For even more buzz, an attempt to access C: concon (or C: auxaux) on win95 will instantly show a blue screen. It was fun even in 199? because the bug is 21 years old! Imagine that some kind of error persists for so long?
Bonus: here is a photo of Tim Paterson on VCF: W in August of this year, he tells about the history of DOS.
If you're wondering how I got a “forbidden” file that cannot be copied, then I will say. These special device names are implemented at the OS level, and not at the file system level. Thus, these are perfectly valid NTFS file names, and I used an NTFS disk under Linux.
It seems that OS /2 also did not implement these special names, because one of the disks from IBM has AUX.H files in the OpenGL bundle.
So today I tried to make a backup copy of this NTFS disk on the main PC and OP-PA, IT IS IMPOSSIBLE TO COPY ALL FILES BECAUSE OF BAGA OLDER THAN THE MOST READERS OF THIS ARTICLE.
A few notes:
1. CP /M did not actually use these special names as easily as I described. It seems that I either did not know, or forgot about this fact.

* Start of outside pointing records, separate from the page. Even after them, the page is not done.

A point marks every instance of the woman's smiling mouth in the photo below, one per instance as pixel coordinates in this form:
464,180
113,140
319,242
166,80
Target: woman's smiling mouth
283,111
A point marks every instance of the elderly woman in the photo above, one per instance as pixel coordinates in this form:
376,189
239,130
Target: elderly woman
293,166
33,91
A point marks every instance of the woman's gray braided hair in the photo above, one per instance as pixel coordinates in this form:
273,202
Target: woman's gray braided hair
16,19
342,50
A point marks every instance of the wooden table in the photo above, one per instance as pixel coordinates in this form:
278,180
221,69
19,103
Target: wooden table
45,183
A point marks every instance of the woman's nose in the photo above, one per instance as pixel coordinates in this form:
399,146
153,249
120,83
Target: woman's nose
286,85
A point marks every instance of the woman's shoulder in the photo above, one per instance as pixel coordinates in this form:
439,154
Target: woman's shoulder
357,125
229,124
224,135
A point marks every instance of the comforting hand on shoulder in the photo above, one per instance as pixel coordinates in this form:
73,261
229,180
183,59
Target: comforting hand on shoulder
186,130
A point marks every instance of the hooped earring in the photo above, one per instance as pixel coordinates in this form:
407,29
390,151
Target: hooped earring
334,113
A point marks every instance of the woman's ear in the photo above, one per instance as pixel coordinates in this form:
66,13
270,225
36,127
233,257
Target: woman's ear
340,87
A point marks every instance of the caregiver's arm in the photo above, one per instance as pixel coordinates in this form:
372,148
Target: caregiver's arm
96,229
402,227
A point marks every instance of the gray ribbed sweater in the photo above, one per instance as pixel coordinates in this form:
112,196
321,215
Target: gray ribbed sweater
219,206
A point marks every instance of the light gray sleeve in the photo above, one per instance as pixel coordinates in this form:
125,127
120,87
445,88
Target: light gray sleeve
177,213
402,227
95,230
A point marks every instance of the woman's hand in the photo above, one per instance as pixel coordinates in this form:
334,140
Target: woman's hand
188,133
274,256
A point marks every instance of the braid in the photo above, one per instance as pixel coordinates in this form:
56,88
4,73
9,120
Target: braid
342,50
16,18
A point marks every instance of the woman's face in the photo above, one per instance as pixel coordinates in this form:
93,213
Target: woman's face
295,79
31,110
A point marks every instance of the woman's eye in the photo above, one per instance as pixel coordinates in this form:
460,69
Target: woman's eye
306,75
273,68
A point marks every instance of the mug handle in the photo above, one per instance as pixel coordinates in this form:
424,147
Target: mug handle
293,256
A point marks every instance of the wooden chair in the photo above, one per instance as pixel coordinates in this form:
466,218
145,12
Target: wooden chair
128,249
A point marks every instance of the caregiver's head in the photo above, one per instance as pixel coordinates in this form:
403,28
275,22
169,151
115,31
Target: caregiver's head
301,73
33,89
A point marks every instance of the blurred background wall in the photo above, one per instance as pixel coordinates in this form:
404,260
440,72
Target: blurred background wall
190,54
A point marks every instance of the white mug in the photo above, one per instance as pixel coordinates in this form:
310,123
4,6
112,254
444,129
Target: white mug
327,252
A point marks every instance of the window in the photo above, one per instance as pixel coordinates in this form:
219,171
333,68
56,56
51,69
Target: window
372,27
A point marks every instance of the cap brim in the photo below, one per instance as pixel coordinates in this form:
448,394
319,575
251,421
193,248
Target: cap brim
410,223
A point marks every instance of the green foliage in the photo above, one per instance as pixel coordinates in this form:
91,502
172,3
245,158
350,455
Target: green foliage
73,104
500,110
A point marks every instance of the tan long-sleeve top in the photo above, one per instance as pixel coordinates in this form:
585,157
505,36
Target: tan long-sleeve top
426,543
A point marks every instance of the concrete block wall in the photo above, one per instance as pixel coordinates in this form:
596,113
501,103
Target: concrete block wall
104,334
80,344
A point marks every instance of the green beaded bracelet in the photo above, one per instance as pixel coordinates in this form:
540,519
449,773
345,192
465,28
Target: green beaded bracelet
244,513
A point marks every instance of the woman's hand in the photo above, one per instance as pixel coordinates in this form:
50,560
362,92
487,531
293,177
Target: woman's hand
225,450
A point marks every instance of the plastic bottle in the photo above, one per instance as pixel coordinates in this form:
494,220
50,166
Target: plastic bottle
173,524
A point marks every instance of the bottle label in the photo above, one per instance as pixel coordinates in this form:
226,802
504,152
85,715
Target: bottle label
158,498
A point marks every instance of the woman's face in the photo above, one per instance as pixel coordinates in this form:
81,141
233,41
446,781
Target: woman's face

In fact, they should be followed by a colon, like disk names, that is, PRN: - this is a printer, PRN - no.
2. CP /M did not implement them at the OS level, as in DOS! They were simply included in the PIP, file copy command. Therefore, the DOS saving trick to the PRN.TXT file with automatic printing did not work there. I did not mean that CP /M did that, but only DOS, but apparently it was not clearly expressed.
3. In PC DOS 1.? there really were no redirects or a pipeline, so you cannot make such a redirect as I suggested. I forgot about it. They were added to PC DOS 2.0 in 1983. Although PC DOS 1.0 supported copying to /from special files, therefore the general thesis is correct, even if the example is unsuccessful.
In any case, thanks for the feedback on this article! I didn’t expect it to explode like that, I just sprinkled a couple of paragraphs when I came home very tired and saw an error message because of a 44-year-old bug.
And if that, I was not going to shout "Windows SUCKS". Backward compatibility is generally a good thing. In fact, I would like more backward compatibility, not less.
But I was just struck by this bug from antiquity, which popped up while copying from USB 3.0 SSD to another SSD in Windows 10.
It's as if you live on a space station - and then a horse appears.